Sur Mars, nous avions échappé à la plupart des ferments du rehaussement, des transfos et du nanomorphisme devenus si courants sur la Terre. Nous étions habitués au rehaussement minimal, à la correction génétique et à la thérapie des troubles mentaux majeurs, mais la plupart des Martiens esquivaient les possibilités extrêmes. Certaines n’étaient pas disponibles en dehors de la Terre. D’autres ne correspondaient pas à notre esprit de pionniers pragmatiques. Je pense que le consensus culturel voulait que Mars laisse la Terre et, dans une moindre mesure, la Lune expérimenter avec les traitements radicaux. Mars assisterait passivement à la révolution durant une décennie ou deux, en attendant les premiers résultats.
Si ce que Diane avait appris était vrai – et je ne voyais pas de raison d’en douter –, Charles était prêt à passer de l’autre côté sans faire ni une ni deux.
Ce qui, jusqu’ici, aurait pu ressembler à de l’ambivalence juvénile confinait maintenant à la panique. Comment pouvais-je espérer entretenir avec Charles une relation plus ou moins normale s’il passait la plus grande partie de sa vie intellectuelle à écouter les aberrations de la Logique Quantique ? Pourquoi, d’abord, avait-il demandé une telle chose ?
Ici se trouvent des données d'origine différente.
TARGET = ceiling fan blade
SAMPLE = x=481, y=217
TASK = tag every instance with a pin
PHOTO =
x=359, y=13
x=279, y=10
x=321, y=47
La réponse était claire. Pour devenir un meilleur physicien. La Logique Quantique reflétait la manière dont l’univers fonctionnait en profondeur. La logique humaine – ainsi que la logique neurale mathématique de la plupart des penseurs – fonctionnait mieux sur la face glissante de la réalité.
Ce que je connaissais déjà de ces questions-là, je le tirais de mes souvenirs d’école et des LitVids de masse, où les héros physiquement et mentalement rehaussés dominaient dans les programmes terros destinés à la jeunesse. En réalité, je ne comprenais pas grand-chose à la Logique Quantique ou aux penseurs LQ.
Une dernière question me poursuivit à travers tout le reste de la journée, à travers le dîner avec mes parents et mon frère, à travers la soirée du MA, le bal organisé plus tard et, finalement, dans mon lit sans sommeil. Pourquoi ne m’en a-t-il jamais parlé ?
Il ne m’avait pas tout donné, finalement.